Hanson, Jonathan Overland Journal Executive Editor www.phwiki.com

ResultsThe results demonstrate that intramodular hub gene status is more useful than a meta-analysis p-value when identifying biologically meaningful gene lists (reflecting criterion 1). However, meta-analysis methods per as long as m as good as (if not better) than a co-expression network approach in terms of validation success (criterion 2).Comparison of co-expression measures: mutual in as long as mation, correlation, in addition to model based indicesL. Song, P. Langfelder et al 2012 BMC Bioin as long as matics (2012), 13:328.Content

Network=Adjacency MatrixA network can be represented by an adjacency matrix, A=[aij], that encodes whether/how a pair of nodes is connected.A is a symmetric matrix with entries in [0,1] For unweighted network, entries are 1 or 0 depending on whether or not 2 nodes are adjacent (connected)For weighted networks, the adjacency matrix reports the connection strength between node pairsOur convention: diagonal elements of A are all 1.Two types of weighted correlation networksDefault values: =6 as long as unsigned in addition to =12 as long as signed networks.We prefer signed networks Zhang et al SAGMB Vol. 4: No. 1, Article 17.Measures the mutual dependency of two r in addition to om variables.For categorical variable DX, DY: p(ldxr), p(ldyc) st in addition to s as long as the frequency of the r-th in addition to c-th level of dx, dy. Entropy(dx, dy) st in addition to s as long as the joint entropy of variable dx in addition to dy.For continuous variable, e.g. gene expression data, it is not straight as long as ward to estimate MI. Need to choose variable discretization method.Need to choose entropy estimation method.Estimate of MI depends on sample size: poor estimate as long as small sample sizeEstimation is computational challenging.Mutual in as long as mation: an in as long as mation theory concept> =0

The per as long as mance in constructing gene regulatory network in E. coli.

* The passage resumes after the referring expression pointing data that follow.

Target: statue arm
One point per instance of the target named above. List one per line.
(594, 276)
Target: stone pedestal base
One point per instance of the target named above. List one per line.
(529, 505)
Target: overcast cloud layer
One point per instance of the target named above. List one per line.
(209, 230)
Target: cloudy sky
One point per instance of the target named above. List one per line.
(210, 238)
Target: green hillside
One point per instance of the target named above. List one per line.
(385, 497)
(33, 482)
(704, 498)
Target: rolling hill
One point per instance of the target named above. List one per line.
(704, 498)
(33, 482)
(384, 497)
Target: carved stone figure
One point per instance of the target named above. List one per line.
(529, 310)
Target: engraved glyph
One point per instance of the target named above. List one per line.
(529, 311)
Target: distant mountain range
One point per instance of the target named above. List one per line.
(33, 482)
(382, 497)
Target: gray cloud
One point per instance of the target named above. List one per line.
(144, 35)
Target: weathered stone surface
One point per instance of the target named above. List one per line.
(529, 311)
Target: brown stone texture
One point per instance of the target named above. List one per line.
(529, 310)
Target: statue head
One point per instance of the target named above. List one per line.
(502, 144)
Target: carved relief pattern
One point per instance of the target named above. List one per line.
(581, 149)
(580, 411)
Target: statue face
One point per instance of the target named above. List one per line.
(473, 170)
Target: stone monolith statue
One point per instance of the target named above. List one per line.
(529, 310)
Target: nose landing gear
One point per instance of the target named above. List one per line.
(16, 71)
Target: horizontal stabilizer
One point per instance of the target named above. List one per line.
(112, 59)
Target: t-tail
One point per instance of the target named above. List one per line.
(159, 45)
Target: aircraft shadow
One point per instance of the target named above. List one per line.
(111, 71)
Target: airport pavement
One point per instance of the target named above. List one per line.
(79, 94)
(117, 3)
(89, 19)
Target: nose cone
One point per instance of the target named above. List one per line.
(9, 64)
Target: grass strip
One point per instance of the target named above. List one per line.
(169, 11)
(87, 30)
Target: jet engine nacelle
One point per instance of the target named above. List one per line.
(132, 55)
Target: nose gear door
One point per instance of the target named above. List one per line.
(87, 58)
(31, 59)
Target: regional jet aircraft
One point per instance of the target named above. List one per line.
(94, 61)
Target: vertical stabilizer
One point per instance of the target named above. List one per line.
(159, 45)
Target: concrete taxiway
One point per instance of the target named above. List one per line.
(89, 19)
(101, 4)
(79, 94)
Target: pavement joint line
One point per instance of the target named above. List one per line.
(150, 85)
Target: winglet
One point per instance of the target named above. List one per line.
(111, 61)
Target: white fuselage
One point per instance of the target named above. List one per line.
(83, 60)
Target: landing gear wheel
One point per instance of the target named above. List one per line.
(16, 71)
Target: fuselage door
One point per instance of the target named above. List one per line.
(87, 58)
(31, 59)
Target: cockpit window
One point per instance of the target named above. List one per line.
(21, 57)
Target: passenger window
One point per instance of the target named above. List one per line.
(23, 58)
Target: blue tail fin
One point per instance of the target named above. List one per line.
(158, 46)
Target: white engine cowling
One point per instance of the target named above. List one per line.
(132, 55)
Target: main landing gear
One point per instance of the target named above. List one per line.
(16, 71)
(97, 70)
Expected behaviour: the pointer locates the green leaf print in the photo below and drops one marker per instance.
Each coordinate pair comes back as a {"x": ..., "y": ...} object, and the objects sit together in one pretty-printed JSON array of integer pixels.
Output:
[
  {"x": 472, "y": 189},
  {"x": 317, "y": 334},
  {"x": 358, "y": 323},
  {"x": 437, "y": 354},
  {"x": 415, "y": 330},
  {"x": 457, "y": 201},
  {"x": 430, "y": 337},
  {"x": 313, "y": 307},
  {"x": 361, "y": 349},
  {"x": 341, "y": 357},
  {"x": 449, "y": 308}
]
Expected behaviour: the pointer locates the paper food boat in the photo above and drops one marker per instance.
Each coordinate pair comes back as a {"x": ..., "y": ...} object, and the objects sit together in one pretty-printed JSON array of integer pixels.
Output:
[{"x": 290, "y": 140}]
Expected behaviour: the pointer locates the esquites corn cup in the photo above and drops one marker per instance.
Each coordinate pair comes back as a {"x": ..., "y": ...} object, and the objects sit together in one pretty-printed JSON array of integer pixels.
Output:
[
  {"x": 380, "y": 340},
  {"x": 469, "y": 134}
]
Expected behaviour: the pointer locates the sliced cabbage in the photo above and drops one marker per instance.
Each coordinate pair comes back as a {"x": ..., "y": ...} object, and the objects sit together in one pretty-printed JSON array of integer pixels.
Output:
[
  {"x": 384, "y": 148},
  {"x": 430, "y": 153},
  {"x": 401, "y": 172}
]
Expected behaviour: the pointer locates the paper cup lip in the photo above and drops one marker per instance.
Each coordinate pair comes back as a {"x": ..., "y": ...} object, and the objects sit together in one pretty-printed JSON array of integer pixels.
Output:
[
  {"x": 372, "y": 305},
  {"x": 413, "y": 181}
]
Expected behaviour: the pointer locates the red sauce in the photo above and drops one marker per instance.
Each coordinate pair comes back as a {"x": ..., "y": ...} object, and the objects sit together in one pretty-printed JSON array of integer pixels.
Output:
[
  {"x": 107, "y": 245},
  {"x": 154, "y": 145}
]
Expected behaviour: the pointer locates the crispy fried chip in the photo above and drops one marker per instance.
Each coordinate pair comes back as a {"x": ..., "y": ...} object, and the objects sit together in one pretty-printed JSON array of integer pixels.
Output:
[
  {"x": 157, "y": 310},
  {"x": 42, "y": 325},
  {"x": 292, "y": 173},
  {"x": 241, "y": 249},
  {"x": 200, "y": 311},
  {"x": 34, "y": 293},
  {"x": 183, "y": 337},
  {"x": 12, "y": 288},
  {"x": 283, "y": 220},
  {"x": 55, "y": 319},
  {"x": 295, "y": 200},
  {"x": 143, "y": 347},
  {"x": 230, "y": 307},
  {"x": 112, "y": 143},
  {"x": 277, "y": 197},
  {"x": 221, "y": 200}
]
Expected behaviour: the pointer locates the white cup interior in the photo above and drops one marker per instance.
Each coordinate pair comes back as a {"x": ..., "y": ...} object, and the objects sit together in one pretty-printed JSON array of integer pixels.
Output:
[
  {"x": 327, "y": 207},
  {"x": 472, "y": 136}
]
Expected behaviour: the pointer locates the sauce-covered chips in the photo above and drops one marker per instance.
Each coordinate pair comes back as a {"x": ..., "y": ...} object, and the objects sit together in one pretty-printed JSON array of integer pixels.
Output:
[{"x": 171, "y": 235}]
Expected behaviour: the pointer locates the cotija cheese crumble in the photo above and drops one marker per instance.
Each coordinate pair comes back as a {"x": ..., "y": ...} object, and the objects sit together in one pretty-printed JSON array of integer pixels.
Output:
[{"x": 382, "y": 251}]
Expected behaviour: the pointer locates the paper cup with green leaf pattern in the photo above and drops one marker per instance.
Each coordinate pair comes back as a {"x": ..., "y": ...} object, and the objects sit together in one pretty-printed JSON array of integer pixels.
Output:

Figure 6. Allen JD, et al. (2012) PLoS ONE 7(1): e29348. doi:10.1371/journal.pone.0029348WGCNA per as long as ms consistently well across different choices of the specificity

Hanson, Jonathan Executive Editor

Hanson, Jonathan is from United States and they belong to Overland Journal and they are from  Prescott, United States got related to this Particular Journal. and Hanson, Jonathan deal with the subjects like Motorcycles; Off-Road Vehicles

Journal Ratings by Odessa National Maritime Academy

This Particular Journal got reviewed and rated by Odessa National Maritime Academy and short form of this particular Institution is UA and gave this Journal an Excellent Rating.